Nevertheless, as of November 2013 it is still needed another request to Table Storage to obtain the new timestamp when you update the entity (see the documentation of Update Entity REST method). Only when inserting an entity the REST service returns the entire entity with the timestamp (but I don't remember if this is exposed by the StorageClient/Windows Azure storage library).
MSDN page has some guidance on the usage of Timestamp field:
Timestamp Property
The Timestamp property is a DateTime
value that is maintained on the server
side to record the time an entity was
last modified. The Table service uses
the Timestamp property internally to
provide optimistic concurrency. You
should treat this property as opaque:
It should not be read, nor set on
insert or update operations (the value
will be ignored).
This implies that it is really implementation details of the table storage, you should not rely the Timestamp field to represent timestamp of last update.
If you want a field which is guaranteed to represent time of last write, create new field and set it on every update operatio. I understand this is more work (and more storage space) to maintain the field, but that would actually automatically resolves your question -- how to get the timestamp back, because you would already know it when calling context.UpdateObject().
The Timestamp property is actually a Lamport timestamp. It is guaranteed to always grow over time and while it is presented as a DateTime value it's really not.
On the server side, that is, Windows Azure Storage, for each change does this:
nextTimestamp = Math.Max(currentTimestamp + 1, DateTime.UtcNow)
This is all there is to it. And it's of course guaranteed to happen in a transactional manner. The point of all this is to provide a logical clock (monotonic function) that can be used to ensure that the order of events happen in the intended order.
Here's a link to a version of the actual WAS paper and while it doesn't contain any information on the timestamp scheme specifically it has enough stuff there that you quickly realize that there's only one logical conclusion you can draw from this. Anything else would be stupid. Also, if you have any experience with LevelDB, Cassandra, Memtables and it's ilk, you'll see that the WAS team went the same route.

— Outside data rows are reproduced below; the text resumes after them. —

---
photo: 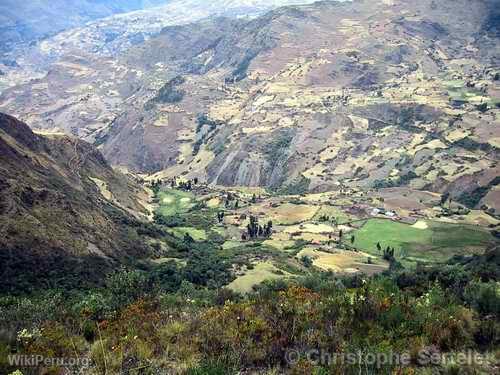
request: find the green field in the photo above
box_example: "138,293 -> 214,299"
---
172,227 -> 207,241
158,189 -> 195,216
346,219 -> 494,262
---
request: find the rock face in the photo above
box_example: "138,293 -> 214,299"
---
0,114 -> 150,288
0,0 -> 500,209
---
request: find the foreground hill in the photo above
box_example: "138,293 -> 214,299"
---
0,114 -> 152,289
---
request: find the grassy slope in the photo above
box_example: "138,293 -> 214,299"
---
354,219 -> 493,262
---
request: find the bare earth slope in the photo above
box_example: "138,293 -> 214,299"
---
0,114 -> 147,288
0,0 -> 500,211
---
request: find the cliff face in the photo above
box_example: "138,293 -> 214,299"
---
95,0 -> 500,209
0,114 -> 147,288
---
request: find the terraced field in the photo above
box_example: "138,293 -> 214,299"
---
353,219 -> 494,262
158,189 -> 194,216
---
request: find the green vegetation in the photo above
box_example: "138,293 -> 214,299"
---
0,179 -> 500,375
146,76 -> 186,110
0,252 -> 500,375
158,189 -> 195,216
354,219 -> 493,262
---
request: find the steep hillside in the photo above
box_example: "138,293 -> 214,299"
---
99,1 -> 500,209
0,0 -> 500,210
0,114 -> 152,289
0,0 -> 174,53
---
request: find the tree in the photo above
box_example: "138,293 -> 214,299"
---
300,255 -> 313,268
184,233 -> 195,244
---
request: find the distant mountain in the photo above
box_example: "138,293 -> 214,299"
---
0,0 -> 500,212
0,0 -> 174,52
0,114 -> 148,290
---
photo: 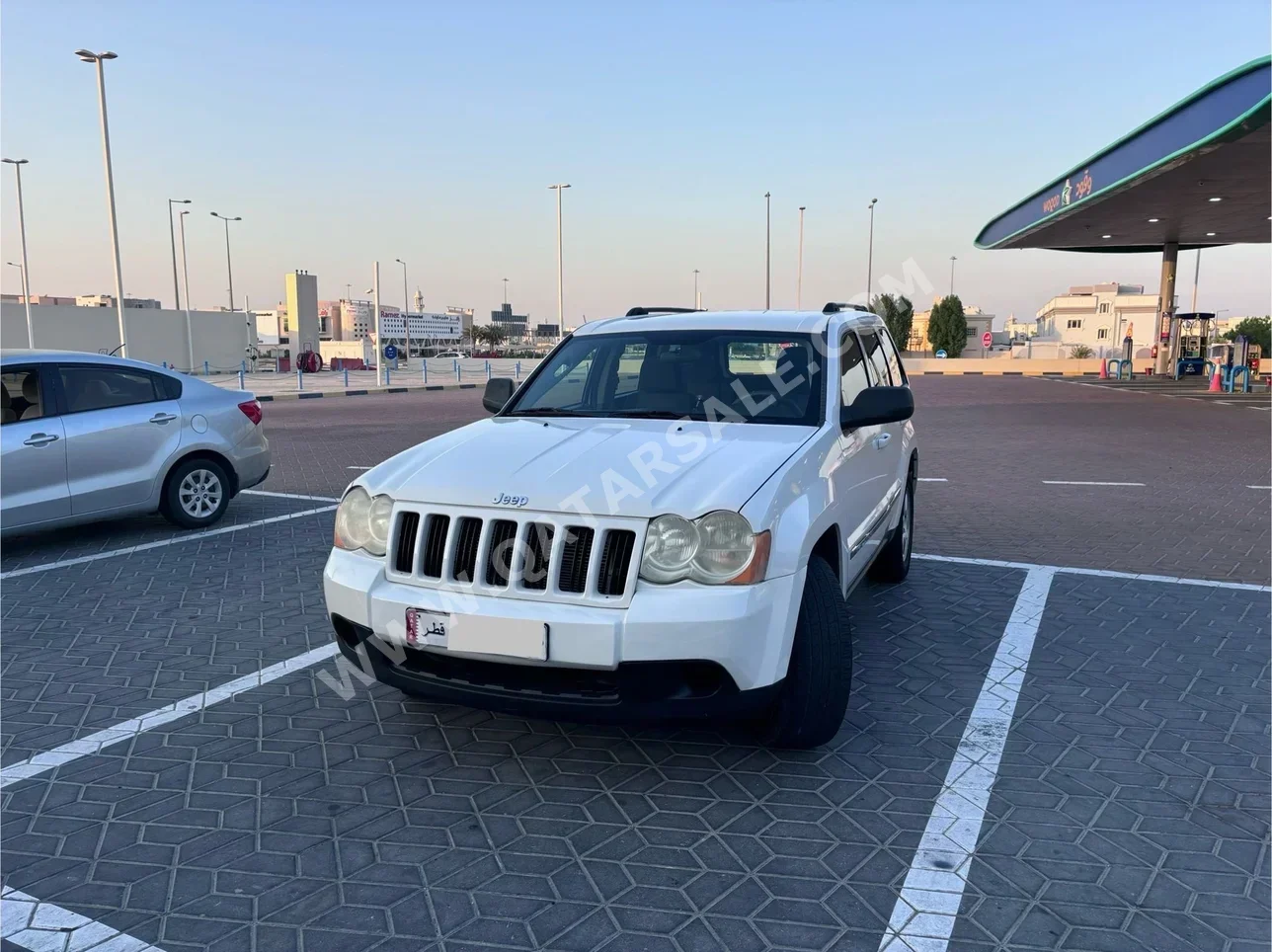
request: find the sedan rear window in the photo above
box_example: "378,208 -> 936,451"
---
58,364 -> 156,414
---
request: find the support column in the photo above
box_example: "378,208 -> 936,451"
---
1153,242 -> 1179,374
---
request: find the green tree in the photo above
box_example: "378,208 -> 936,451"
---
1224,317 -> 1272,357
927,294 -> 967,357
870,294 -> 914,350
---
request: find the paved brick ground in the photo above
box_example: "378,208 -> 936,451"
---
954,576 -> 1272,952
4,564 -> 1020,952
0,378 -> 1272,952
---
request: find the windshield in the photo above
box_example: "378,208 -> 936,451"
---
505,330 -> 823,427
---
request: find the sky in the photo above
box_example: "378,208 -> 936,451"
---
0,0 -> 1272,327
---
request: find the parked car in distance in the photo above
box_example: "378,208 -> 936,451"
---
323,304 -> 918,748
0,350 -> 270,534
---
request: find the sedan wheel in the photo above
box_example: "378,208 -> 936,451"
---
177,470 -> 224,519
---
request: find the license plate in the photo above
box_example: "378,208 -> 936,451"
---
407,608 -> 548,661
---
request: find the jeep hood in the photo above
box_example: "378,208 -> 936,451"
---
358,418 -> 816,518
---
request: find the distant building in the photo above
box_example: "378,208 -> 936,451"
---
286,272 -> 319,354
74,294 -> 162,310
490,304 -> 530,338
446,308 -> 473,341
906,295 -> 994,357
0,294 -> 74,307
1034,281 -> 1157,357
1002,314 -> 1038,341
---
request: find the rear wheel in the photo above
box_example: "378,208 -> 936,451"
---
870,470 -> 914,582
160,459 -> 230,529
756,556 -> 852,748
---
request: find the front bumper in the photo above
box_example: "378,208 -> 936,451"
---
323,548 -> 804,717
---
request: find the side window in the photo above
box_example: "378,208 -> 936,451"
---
879,331 -> 910,387
58,364 -> 156,414
861,331 -> 893,387
839,331 -> 870,406
155,374 -> 181,400
0,366 -> 45,423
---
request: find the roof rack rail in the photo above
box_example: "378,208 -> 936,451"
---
624,308 -> 702,317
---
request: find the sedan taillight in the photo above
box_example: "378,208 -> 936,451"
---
239,400 -> 261,425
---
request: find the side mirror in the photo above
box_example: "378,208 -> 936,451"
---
481,376 -> 514,414
839,387 -> 914,431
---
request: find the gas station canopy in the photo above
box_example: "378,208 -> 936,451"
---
976,56 -> 1272,252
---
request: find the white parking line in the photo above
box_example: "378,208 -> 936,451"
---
242,489 -> 340,503
879,567 -> 1056,952
0,642 -> 337,789
0,506 -> 336,579
0,886 -> 163,952
914,552 -> 1272,592
1043,480 -> 1145,486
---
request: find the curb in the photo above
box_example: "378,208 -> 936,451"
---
256,383 -> 477,404
911,370 -> 1100,376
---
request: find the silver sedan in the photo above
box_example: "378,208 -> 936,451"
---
0,350 -> 270,534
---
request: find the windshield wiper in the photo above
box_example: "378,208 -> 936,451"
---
605,410 -> 693,420
505,406 -> 596,416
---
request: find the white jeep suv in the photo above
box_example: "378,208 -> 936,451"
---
323,304 -> 918,748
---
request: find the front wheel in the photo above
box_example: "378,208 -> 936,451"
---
755,556 -> 852,749
870,477 -> 914,582
160,459 -> 230,529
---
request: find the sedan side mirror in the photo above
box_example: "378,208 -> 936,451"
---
481,376 -> 514,414
839,387 -> 914,431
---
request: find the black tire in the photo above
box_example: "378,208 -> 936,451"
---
870,470 -> 914,582
159,458 -> 230,529
756,556 -> 852,749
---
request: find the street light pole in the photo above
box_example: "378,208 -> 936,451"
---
795,204 -> 808,310
168,198 -> 190,310
4,159 -> 36,349
866,198 -> 879,310
75,49 -> 128,357
370,261 -> 388,385
548,184 -> 570,334
177,208 -> 195,373
212,211 -> 240,309
393,259 -> 411,366
1193,248 -> 1201,314
764,193 -> 773,310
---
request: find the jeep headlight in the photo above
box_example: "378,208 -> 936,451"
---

Though I should add to clarify, since WAS provides a strong consistency model, the only way to maintain the timestamp is to do it under lock and key, so there's no way you can guess the correct next timestamp. You have to query WAS for the information. There's no way around that. You can however hold on to an old value and presume that it didn't change. WAS will tell you if it did and then you can resolve the race condition any way you see fit.
I am using Windows Azure Storage 7.0.0
And you can check the result of the operation to get the eTag and the Timespan properties :
var tableResult = cloudTable.Execute(TableOperation.Replace(entity));
var updatedEntity = tableResult.Result as ITableEntity;
var eTag = updatedEntity.ETag;
var timestamp = updatedEntity.Timestamp;
I don't think so, as far as I know Timespan and Etag are set by Azure Storage itself.